L’étude de Dr Brandon a été menée en étroite collaboration avec Dr Zaki Ajabi, chercheur postdoctoral à l’université de Harvard et ancien doctorant du laboratoire de Dr Brandon, ainsi qu’avec Dr Xue-Xin Wei, neuroscientifique informatique et professeur adjoint à l’Université du Texas à Austin.  

« La recherche en neurosciences a connu une révolution technologique au cours de la dernière décennie – les dernières méthodes d’enregistrement et d’analyse des neurones nous permettent de poser et de répondre à des questions dont on ne pouvait que rêver il y a quelques années. »
— Dr Mark Brandon
, auteur principal 

C’est la première fois que des neuroscientifiques parviennent à enregistrer simultanément des centaines de neurones en adaptant une technologie de pointe, ce qui représente une augmentation d’un ordre de grandeur par rapport à des études antérieures. Cela leur a permis de découvrir des dynamiques de population inattendues dans le système HD et de donner un nouvel aperçu des interactions entre la boussole interne et l’environnement visuel. En utilisant une technologie de pointe et une modélisation statistique, les chercheurs ont découvert que l’amplitude des fluctuations globales de l’activité neuronale, appelée « gain de réseau », déterminait la vitesse à laquelle la boussole interne du cerveau pouvait se réorienter.  

Les auteurs émettent l’hypothèse que ces fluctuations reflètent un mécanisme général utilisé dans les systèmes cérébraux pour gérer les transitions entre les états. En tant que tels, les résultats rapportés ont des implications significatives pour la compréhension de la base neuronale du sens de l’orientation et de la manière dont la boussole interne du cerveau est stabilisée dans un environnement visuel changeant.  

En plus d’être pertinents pour les changements cognitifs associés à la maladie d’Alzheimer, les auteurs affirment que leurs résultats sont également pertinents pour les individus en bonne santé qui, comme les animaux de cette étude, peuvent se retrouver dans des situations d’expérience visuelle non naturelles, en particulier avec la diffusion rapide de la technologie de la réalité virtuelle.  

« Ces résultats pourraient éventuellement expliquer comment les systèmes de réalité virtuelle peuvent facilement prendre le contrôle de notre sens de l’orientation. »
— Dr Zaki Ajabi, premier auteur de l’étude.
 

Identification d’un bouton de réinitialisation pour une réorientation rapide de la direction de la tête  

Ensemble, les auteurs ont montré que l’imagerie calcique de l’activité collective des neurones thalamiques de direction de la tête pouvait être utilisée pour décoder avec précision la direction réelle de la tête d’une souris.  

Le Dr Wei a développé des approches de modélisation informatiques et statistiques pour comprendre la fonction des circuits neuronaux. L’équipe a appliqué une technique statistique récemment mise au point par Wei et ses collègues pour analyser les données d’imagerie calcique et a constaté qu’elle était en mesure de décoder avec précision la direction interne de la tête, avec une erreur de quelques degrés seulement.  
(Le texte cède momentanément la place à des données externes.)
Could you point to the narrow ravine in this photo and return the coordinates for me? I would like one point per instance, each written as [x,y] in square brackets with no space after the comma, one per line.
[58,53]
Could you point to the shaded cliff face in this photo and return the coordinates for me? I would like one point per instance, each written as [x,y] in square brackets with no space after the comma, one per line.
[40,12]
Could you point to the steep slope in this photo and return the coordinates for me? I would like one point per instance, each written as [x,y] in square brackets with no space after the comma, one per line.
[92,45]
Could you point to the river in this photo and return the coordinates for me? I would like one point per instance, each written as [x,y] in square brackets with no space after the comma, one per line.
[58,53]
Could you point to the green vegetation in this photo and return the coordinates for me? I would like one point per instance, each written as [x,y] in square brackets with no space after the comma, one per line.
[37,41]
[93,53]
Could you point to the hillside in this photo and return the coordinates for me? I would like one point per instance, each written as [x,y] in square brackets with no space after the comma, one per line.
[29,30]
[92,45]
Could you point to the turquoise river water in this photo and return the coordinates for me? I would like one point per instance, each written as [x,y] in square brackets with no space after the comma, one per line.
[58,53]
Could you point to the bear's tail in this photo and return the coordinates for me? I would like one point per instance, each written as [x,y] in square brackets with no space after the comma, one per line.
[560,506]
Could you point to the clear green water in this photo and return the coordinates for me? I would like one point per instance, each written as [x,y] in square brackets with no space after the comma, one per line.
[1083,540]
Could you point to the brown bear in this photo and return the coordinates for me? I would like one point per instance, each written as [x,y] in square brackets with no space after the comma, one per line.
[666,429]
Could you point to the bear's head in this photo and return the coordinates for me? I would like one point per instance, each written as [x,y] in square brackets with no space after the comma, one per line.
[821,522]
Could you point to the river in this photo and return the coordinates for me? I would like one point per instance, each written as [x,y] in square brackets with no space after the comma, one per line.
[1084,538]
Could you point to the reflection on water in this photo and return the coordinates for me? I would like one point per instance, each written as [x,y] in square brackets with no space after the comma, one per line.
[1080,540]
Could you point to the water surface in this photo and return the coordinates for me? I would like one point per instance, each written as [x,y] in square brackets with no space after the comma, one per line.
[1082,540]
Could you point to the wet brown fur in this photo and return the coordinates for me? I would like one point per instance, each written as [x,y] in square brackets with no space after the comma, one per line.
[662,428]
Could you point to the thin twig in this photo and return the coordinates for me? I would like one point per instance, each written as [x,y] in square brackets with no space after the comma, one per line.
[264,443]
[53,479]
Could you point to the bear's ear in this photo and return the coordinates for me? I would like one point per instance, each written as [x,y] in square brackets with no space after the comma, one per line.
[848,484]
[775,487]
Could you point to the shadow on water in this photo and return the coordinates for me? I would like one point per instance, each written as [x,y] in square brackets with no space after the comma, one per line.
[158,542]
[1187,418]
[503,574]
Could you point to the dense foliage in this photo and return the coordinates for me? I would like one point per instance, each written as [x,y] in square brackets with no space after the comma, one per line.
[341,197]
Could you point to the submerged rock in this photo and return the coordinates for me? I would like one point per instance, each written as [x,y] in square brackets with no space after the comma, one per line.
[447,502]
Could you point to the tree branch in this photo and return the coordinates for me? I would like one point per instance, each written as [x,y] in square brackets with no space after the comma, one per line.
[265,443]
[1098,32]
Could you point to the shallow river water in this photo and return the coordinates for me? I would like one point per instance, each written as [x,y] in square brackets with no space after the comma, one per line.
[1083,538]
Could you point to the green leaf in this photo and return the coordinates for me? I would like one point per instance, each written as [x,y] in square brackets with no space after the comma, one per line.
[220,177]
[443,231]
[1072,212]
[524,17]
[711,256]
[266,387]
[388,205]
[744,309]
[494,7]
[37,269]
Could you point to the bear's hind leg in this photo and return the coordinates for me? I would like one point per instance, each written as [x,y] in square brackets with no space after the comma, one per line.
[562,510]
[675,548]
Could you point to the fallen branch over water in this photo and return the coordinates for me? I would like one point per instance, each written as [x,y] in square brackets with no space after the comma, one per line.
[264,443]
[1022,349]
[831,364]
« En intégrant des enregistrements neuronaux à grande échelle et des outils d’analyse de données avancés, nous puissions lire la direction de la tête de l’animal à partir de l’activité neuronale avec une telle précision. »
— Dr Xue-Xin Wei, co-auteur
 

La capacité de décoder avec précision la direction interne de la tête de l’animal a permis aux chercheurs d’examiner comment le système HD soutient la réorientation dans des environnements ambigus. Ils ont ainsi constaté que ce sont les gains de réseau qui déterminaient la vitesse à laquelle la boussole interne du cerveau pouvait se réorienter. Les chercheurs ont découvert que l’activité des neurones HD permettait de connaître l’emplacement d’un repère visuel présenté antérieurement, même après que soit éteint son affichage sur l’écran circulaire entourant l’animal (c’est-à-dire dans l’obscurité). En effet, les cellules HD qui se déclenchaient préférentiellement lorsque l’animal faisait face à un repère visuel antérieur conservaient des niveaux d’activité élevés dans l’obscurité, alors que le reste des neurones subissait une réduction significative de leur activité.  

Cette trace mémorielle de repères visuels indique que la boussole interne est plus complexe qu’une construction unidimensionnelle permettant de suivre la direction actuelle de la tête de l’animal et que le gain du réseau, en tant que dimension secondaire dans l’espace de représentation du système HD, contient des informations supplémentaires sur l’expérience visuelle passée. Les auteurs supposent que ces traces mnésiques peuvent aider à stabiliser la représentation interne de la HD même lorsque des indices visuels fiables sont temporairement absents.  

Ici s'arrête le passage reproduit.